Firme contra el viento frígido, con una espada gigante atada a su espalda, Lord Jorik negó con la cabeza.

—No es necesario. Estamos entrando en el Abismo Abisal y pasando por el bosque negro. No atacarán, y nosotros tampoco queremos problemas.

En ese momento, Lord Jorik sentía una urgencia apremiante. Su ancestro, el dragón blanco Señor del Hielo, estaba despierto, y Jorik todavía necesitaba a Orión para ayudar con la invasión hacia el sur. Provocar un conflicto ahora sería una pérdida de tiempo y podría fácilmente descarrilar los planes de su ancestro.

—Gustalon, continúa explorando. Siéntete libre de aventurarte más lejos esta vez.

—Ya he sentido la presencia del Señor Orión —se dirige al sur.

—Ve a hacer un viaje a las Llanuras Desoladas y comprueba si esa horda de centauros está haciendo algún movimiento.

Gustalon asintió. Sin más demora, se desplazó con el viento hacia las Llanuras Desoladas.

Mientras tanto, en los confines del sur del bosque negro, Orión se acercaba al Bosque Thunderwood. En lugar de atravesarlo directamente, se dirigió hacia el este, planeando pasar por la región del Lago Media Luna para continuar hacia el sur.

Después de darse cuenta de que Lord Jorik simplemente marchaba obedientemente a través del bosque negro, Orión se sintió mucho menos preocupado.

Al entrar en el área del Lago Media Luna, Orión sintió la presencia de Gareth desde lejos.
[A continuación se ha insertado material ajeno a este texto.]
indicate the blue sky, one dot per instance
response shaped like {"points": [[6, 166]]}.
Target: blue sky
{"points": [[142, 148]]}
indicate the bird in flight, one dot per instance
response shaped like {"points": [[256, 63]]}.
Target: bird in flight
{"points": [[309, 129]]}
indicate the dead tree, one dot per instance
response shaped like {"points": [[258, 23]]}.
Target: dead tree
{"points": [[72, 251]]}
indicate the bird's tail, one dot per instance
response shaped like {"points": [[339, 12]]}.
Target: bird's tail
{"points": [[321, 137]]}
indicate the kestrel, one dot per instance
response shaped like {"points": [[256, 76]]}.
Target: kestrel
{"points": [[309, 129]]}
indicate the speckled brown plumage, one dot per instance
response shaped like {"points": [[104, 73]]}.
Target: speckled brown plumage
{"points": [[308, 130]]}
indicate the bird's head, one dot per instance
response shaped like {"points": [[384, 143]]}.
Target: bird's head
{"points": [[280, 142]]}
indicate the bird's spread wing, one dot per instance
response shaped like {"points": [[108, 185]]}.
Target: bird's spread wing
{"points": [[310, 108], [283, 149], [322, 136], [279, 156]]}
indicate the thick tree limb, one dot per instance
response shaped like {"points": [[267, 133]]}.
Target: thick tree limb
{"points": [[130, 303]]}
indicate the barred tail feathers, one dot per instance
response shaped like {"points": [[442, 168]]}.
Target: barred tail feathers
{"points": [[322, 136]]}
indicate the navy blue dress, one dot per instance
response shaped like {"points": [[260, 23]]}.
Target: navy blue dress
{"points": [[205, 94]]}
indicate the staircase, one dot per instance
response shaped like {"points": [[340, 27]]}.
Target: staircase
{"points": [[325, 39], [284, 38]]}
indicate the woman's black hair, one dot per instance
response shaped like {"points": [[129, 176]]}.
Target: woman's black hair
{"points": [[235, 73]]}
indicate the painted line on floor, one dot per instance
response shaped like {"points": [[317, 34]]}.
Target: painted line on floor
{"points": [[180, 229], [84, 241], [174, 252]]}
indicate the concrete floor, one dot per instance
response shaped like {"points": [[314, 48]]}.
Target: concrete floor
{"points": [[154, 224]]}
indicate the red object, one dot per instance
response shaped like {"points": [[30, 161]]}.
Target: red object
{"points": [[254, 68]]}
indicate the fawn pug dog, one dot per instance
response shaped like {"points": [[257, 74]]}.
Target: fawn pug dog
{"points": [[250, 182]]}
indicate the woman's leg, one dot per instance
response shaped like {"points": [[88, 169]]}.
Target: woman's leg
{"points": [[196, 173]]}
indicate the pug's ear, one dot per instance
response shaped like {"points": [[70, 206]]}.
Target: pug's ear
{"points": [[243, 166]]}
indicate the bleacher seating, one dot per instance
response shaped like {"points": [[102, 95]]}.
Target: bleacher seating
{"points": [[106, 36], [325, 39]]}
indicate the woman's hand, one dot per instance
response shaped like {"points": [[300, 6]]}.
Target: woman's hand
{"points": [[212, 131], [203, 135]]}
—Sigan avanzando. Volveré enseguida.

En un destello de relámpago, Orión se dirigió velozmente hacia el lugar donde Gareth había acordado previamente reunirse con él. Medio día después, el trueno se desvaneció, y Orión aterrizó junto a un pequeño río.
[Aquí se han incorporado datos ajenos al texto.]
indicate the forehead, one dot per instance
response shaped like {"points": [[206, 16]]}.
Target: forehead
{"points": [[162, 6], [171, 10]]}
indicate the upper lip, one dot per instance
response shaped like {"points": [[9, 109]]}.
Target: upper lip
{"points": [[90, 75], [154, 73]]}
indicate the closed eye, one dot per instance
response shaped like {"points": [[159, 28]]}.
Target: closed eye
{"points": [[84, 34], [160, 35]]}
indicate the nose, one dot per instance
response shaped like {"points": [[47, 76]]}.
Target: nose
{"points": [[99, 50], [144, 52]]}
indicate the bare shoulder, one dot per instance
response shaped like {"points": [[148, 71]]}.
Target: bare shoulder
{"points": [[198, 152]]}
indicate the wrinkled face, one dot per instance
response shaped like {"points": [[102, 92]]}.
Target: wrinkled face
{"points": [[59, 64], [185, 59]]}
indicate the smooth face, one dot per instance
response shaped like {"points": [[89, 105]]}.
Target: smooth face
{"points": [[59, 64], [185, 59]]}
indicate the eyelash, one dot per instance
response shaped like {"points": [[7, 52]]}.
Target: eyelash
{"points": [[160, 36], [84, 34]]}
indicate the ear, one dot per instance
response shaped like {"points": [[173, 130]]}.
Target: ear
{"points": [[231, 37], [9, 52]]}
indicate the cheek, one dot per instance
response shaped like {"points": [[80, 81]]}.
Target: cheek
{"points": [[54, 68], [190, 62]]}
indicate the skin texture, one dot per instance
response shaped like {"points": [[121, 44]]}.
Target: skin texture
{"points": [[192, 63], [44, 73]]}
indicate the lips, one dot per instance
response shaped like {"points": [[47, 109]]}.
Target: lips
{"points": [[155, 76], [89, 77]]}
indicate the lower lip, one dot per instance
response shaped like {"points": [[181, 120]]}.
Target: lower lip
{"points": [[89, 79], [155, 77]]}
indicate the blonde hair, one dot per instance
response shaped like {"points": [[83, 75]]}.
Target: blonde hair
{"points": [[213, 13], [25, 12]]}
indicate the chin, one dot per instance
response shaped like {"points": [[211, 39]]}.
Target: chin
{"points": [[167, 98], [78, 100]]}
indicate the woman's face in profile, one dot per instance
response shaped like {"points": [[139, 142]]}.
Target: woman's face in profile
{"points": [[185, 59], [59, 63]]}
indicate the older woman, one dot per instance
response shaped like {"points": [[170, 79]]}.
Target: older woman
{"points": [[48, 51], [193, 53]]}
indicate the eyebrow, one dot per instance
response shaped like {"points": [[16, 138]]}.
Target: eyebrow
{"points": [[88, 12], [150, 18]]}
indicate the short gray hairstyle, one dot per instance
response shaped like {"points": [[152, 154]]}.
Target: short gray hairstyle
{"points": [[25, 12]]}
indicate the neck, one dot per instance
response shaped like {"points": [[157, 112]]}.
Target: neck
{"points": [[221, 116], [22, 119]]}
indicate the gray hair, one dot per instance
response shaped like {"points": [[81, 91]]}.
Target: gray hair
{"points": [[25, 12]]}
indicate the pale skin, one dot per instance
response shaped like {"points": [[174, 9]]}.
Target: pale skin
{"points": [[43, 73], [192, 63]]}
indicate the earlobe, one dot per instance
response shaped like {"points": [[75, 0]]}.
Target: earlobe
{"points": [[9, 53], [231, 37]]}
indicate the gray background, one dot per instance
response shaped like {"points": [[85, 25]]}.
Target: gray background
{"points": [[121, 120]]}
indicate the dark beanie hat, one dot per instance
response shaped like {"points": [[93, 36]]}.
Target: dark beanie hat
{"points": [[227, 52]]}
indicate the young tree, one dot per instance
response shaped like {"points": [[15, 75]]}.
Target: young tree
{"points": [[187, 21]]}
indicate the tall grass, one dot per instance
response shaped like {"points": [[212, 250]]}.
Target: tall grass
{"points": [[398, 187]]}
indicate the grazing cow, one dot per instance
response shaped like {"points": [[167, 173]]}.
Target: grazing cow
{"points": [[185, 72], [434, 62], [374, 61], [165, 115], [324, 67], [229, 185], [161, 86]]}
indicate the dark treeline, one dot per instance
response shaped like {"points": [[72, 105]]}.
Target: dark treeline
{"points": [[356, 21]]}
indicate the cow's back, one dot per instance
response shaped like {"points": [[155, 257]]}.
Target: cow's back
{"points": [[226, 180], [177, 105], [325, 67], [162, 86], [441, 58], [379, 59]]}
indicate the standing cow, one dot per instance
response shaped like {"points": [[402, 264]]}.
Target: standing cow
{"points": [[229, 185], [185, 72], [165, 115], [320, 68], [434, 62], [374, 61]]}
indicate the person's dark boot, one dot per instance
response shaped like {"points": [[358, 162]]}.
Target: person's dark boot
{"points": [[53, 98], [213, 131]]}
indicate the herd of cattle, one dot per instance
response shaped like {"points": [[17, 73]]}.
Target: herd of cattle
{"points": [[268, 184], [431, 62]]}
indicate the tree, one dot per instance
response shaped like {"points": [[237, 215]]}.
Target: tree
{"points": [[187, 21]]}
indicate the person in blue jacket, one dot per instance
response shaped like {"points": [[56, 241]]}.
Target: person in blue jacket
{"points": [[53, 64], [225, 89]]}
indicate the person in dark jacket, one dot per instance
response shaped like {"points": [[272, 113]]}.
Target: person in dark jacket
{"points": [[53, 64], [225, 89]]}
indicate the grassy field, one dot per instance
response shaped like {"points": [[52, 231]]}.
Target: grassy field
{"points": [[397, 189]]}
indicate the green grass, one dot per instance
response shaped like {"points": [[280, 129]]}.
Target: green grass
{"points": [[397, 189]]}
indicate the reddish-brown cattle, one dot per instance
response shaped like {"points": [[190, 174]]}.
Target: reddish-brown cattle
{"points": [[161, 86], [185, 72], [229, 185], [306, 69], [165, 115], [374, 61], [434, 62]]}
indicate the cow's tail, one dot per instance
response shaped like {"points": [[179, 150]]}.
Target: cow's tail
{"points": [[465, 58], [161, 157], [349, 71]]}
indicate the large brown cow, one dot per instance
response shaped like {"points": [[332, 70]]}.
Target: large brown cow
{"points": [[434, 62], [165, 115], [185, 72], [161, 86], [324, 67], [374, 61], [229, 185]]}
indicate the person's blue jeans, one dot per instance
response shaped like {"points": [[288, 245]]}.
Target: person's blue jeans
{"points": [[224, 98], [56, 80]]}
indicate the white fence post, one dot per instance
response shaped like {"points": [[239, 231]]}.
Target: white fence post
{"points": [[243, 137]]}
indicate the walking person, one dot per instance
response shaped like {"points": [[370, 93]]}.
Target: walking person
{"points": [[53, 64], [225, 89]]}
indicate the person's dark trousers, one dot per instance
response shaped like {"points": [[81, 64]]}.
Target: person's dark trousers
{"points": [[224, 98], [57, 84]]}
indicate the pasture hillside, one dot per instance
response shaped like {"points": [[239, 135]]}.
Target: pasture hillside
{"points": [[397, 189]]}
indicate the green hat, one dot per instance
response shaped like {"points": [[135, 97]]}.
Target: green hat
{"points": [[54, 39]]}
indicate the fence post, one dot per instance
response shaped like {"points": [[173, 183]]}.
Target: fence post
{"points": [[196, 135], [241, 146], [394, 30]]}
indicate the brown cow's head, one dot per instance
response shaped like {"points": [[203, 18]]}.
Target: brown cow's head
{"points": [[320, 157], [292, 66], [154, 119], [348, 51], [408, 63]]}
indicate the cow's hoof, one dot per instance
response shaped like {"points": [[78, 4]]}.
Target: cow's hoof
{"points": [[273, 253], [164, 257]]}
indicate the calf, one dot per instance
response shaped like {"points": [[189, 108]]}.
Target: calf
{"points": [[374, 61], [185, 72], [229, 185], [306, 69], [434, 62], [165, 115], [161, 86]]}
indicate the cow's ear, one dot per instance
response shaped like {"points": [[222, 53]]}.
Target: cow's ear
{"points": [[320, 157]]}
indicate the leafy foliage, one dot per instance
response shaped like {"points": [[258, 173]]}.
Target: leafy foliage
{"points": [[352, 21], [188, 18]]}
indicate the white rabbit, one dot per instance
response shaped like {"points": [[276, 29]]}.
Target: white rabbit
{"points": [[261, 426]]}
Gareth ya estaba allí, tranquilamente sentada sobre su dragón abisal, esperando.

—¡Señor Orión, su “mensajero” realmente vino con bastante fuerza! —bromeó ella con una sonrisa irónica.
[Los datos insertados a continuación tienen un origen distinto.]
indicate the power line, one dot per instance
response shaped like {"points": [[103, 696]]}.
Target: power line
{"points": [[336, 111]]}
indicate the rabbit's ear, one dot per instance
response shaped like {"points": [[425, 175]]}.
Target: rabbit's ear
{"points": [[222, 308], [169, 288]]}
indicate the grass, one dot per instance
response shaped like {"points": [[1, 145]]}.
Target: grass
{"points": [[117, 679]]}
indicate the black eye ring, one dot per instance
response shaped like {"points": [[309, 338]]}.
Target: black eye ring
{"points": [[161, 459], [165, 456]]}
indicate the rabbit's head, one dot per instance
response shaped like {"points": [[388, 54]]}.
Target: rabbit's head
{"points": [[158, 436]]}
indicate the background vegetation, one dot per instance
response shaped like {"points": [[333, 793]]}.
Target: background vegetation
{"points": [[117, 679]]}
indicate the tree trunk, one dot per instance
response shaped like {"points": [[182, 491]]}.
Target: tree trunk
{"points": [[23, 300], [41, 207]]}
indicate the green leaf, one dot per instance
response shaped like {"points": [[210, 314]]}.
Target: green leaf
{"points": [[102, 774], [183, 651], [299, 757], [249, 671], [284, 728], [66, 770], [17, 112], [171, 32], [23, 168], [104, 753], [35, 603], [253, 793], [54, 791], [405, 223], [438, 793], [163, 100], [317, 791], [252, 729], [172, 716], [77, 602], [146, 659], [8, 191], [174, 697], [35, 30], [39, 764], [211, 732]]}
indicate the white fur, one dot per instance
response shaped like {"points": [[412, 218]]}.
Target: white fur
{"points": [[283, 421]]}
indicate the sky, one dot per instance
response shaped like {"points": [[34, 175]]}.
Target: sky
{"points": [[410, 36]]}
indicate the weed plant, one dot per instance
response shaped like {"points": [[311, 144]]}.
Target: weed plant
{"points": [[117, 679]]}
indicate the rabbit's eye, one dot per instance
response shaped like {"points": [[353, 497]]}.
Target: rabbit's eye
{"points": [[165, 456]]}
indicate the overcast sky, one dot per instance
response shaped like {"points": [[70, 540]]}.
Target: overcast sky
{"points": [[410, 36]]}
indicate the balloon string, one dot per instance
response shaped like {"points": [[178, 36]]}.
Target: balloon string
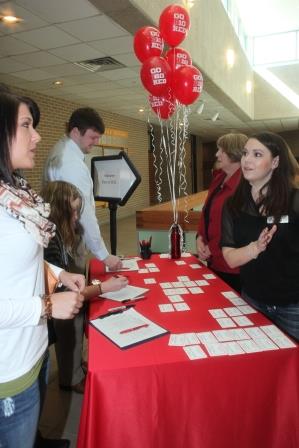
{"points": [[157, 169]]}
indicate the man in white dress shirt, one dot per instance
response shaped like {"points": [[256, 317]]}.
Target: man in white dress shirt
{"points": [[66, 162]]}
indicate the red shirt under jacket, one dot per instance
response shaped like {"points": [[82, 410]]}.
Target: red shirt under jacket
{"points": [[216, 261]]}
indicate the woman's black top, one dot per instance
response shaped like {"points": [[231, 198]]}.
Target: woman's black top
{"points": [[273, 277]]}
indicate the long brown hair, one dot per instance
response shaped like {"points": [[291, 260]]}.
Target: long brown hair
{"points": [[59, 195], [276, 194]]}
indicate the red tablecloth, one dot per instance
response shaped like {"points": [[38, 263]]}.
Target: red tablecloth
{"points": [[153, 396]]}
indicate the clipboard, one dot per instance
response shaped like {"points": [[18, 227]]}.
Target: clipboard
{"points": [[127, 328]]}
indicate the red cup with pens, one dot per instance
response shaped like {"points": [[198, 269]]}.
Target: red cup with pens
{"points": [[145, 248]]}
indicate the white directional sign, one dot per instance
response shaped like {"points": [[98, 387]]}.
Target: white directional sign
{"points": [[114, 178]]}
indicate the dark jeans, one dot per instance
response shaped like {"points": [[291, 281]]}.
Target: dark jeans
{"points": [[285, 317]]}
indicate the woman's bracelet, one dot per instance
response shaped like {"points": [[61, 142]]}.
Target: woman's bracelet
{"points": [[47, 298], [253, 250], [98, 283]]}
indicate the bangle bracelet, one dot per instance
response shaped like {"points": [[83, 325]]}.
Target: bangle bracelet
{"points": [[252, 246], [48, 306]]}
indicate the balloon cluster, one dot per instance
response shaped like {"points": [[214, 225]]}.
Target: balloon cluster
{"points": [[170, 77]]}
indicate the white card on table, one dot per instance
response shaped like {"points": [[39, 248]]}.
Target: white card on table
{"points": [[229, 294], [189, 283], [209, 276], [164, 256], [249, 346], [166, 308], [179, 340], [233, 348], [181, 306], [242, 321], [226, 322], [202, 282], [172, 291], [194, 352], [227, 335], [149, 281], [247, 309], [178, 284], [217, 349], [175, 298], [278, 336], [206, 337], [217, 312], [196, 290], [237, 301], [233, 311], [195, 266]]}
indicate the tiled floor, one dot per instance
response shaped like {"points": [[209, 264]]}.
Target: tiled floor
{"points": [[61, 412]]}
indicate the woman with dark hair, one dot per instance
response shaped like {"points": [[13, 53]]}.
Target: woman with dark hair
{"points": [[24, 308], [260, 230], [66, 204], [226, 177]]}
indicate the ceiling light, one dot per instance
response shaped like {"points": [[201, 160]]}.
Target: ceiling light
{"points": [[230, 57], [10, 19], [200, 108], [248, 87], [215, 117]]}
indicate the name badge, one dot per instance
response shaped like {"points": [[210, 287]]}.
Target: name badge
{"points": [[283, 220]]}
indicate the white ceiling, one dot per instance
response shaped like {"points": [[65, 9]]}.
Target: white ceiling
{"points": [[56, 33]]}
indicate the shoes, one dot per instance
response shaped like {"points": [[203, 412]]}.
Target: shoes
{"points": [[41, 442], [78, 388]]}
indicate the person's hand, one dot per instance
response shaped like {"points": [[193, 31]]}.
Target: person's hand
{"points": [[65, 305], [74, 282], [113, 262], [265, 238], [203, 249], [114, 283]]}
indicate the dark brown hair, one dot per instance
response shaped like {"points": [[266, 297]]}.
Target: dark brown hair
{"points": [[59, 195], [276, 194]]}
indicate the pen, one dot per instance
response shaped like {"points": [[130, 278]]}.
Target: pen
{"points": [[133, 300], [128, 330], [119, 308]]}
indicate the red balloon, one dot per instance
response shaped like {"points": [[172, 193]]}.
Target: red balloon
{"points": [[187, 84], [176, 57], [174, 24], [156, 75], [148, 42], [163, 106]]}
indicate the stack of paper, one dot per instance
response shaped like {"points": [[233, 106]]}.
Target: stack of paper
{"points": [[127, 328]]}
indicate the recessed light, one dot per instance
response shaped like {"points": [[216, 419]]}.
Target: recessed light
{"points": [[248, 87], [10, 19]]}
Orión dio una risa incómoda. Sabía que Gareth estaba bromeando, pero no era exactamente gracioso. ¿Un señor supremo a nivel máximo sirviendo como simple enviado? Orión no podría lograr eso ni en sus sueños más descabellados.

—Lord Gareth, ¿aún puede bromear en un momento como este? Parece que ese dragón blanco no le dio ningún problema.

Estaba sondeando a Gareth en busca de información. Desafortunadamente, ella negó con la cabeza.

—Una razón por la que estoy aquí es para ver si tiene alguna información para mí.

Orión se encogió de hombros, indicando que no sabía absolutamente nada.

—Entonces, si ninguno de nosotros sabe nada —dijo Gareth—, simplemente lo esperaremos aquí. Ya envié a alguien para invitarlo.

La expresión de Orión se iluminó. Gareth obviamente se refería a Lord Jorik. Orión, Gareth y Jorik ya se conocían. Reunir a los tres sería mucho más fácil que interrogar a un dragón blanco para obtener respuestas.

—Lord Gareth, ¿cree que ese señor de los insectos se inclinará esta vez? —preguntó Orión.

Gareth no respondió, claramente, pensaba que era una pregunta bastante ingenua. Por supuesto, Orión no buscaba una respuesta real.

Orión solo quería asegurarse de que la relación de Gareth con ese señor de los insectos no arruinaría ningún plan conjunto. Obviamente, cada señor por el que pasaba el Señor del Hielo durante su empuje hacia el sur iba con él. En la superficie, al menos, todos estaban en el mismo barco, compartiendo el mismo destino e intereses, necesitando avanzar juntos.